Don't tell me so much

In a few minutes I hear the same phrase in three languages.

Oliver Thansan
Oliver Thansan
03 December 2023 Sunday 03:26
3 Reads
Don't tell me so much

In a few minutes I hear the same phrase in three languages. In the bar where I sip a vino, a voice message disturbs the silence. The few parishioners looked up from the newspaper when we heard it, finished off by a strident “I love you very much.” Already on the street, I catch a mother dragging a child and with her other hand holding her cell phone to proclaim with the enthusiasm of a union leader “t'estimo molt”. On three corners, two teenagers say goodbye with great fuss and some melodic “love you” back and forth. So much love verbalized in the middle of December overwhelms me. Is it the fault of climate change?

I remember, just before the pandemic, I had to call on the old magic of Twitter to solve the polyamorous tendency on my computer. Every time I typed the letters tem- the predictive keyboard completed “T’estimo molt.” With emails and with the Twitter or WhatsApp applications. If I realized it too late, I was forced to write a rectification without a word. The last straw was a tense email due to a conflict with an insurance company. I didn't realize that a keyed theme mutated into an extemporaneous t'estimo molt. It turned out that the operating system in Catalan already came – I saw it in the Keyboard subfolder of the Preferences – with three shortcuts that replaced pq with perquè and TEM or TM with T’estimo molt.

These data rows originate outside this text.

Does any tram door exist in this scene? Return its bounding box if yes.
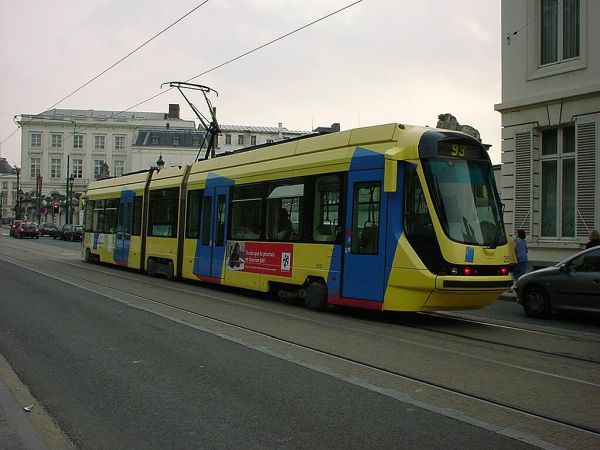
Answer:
[198,186,229,281]
[342,169,387,302]
[113,191,135,265]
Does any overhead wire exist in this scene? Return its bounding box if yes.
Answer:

The educational emphasis, in principle reasonable, on the importance of verbalizing emotions can also cause flooding after years of persistent drought. In words of love, as in swear words, repetition cheapens the message. It trivializes it. The title popularized by Montserrat Roig Tell me that you love me even if it's a lie could have a second part titled Don't tell me so much that you love me even if it's true.